The original TPF server extension in the LDF server software by Vander Sande et al. [7] allowed both Bloom filters and GCS to be created on the fly for any triple pattern. To support our experiments, we extended this implementation with new features. This implementation is available on GitHub. In order to measure the server overhead of large AMFs, we added a config option to dynamically enable AMFs for triple patterns with number of matching triples below a given result count threshold.

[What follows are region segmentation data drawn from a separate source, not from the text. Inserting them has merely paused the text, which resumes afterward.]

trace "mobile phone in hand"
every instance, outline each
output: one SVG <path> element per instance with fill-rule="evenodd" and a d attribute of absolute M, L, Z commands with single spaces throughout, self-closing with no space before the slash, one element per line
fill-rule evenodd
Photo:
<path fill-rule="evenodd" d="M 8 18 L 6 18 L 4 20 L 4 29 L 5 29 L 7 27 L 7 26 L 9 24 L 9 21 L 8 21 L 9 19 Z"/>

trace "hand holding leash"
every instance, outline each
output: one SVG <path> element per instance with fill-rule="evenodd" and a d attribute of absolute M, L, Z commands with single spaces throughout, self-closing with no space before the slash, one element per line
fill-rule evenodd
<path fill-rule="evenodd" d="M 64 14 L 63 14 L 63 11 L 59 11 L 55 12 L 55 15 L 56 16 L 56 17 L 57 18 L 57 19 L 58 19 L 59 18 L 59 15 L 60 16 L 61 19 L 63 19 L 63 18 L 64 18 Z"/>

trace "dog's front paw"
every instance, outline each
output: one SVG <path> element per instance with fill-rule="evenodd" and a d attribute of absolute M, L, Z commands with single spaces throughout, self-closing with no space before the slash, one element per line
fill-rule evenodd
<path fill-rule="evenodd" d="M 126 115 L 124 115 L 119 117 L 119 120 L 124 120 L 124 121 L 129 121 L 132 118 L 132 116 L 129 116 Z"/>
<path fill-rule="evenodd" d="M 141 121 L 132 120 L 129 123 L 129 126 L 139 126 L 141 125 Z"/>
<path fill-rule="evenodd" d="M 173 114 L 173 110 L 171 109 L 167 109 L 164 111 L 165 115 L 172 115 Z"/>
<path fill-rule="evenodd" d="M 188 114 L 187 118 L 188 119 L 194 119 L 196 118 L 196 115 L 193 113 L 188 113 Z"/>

Next to that, we implemented an optional file-based cache to avoid recomputing AMFs to make pre-computation of AMFs possible.
Experimental Setup
Based on our LDF server and Comunica implementations that were discussed in Subsection 5.1, we defined five experiments, corresponding to our five research questions from Section 3. These experiments are defined and executed using Comunica Bencher, which is a Docker-based benchmark execution framework for evaluating Linked Data Fragments. This enables reproducibility of these experiments, as they can be re-executed with a single command.
The following experiments execute WatDiv with a dataset scale of 100 and a query count of 5 for the default query templates, leading to a total of 100 queries. We only report results for Bloom filters for experiments where no significant difference was measured with GCS. Each experiment includes a warmup phase, and averages results over 3 separate runs. During this warmup phase, the server caches all generated AMFs. For each query, the client-side timeout was set to 5 minutes and, to enforce a realistic Web bandwidth, the network delay was set to 1024Kbps. All experiments were executed on a 64-bit Ubuntu 14.04 machine with 128 GB of memory and a 24-core 2.40 GHz CPU—each Docker container was limited to one CPU core, behind an NGINX HTTP cache.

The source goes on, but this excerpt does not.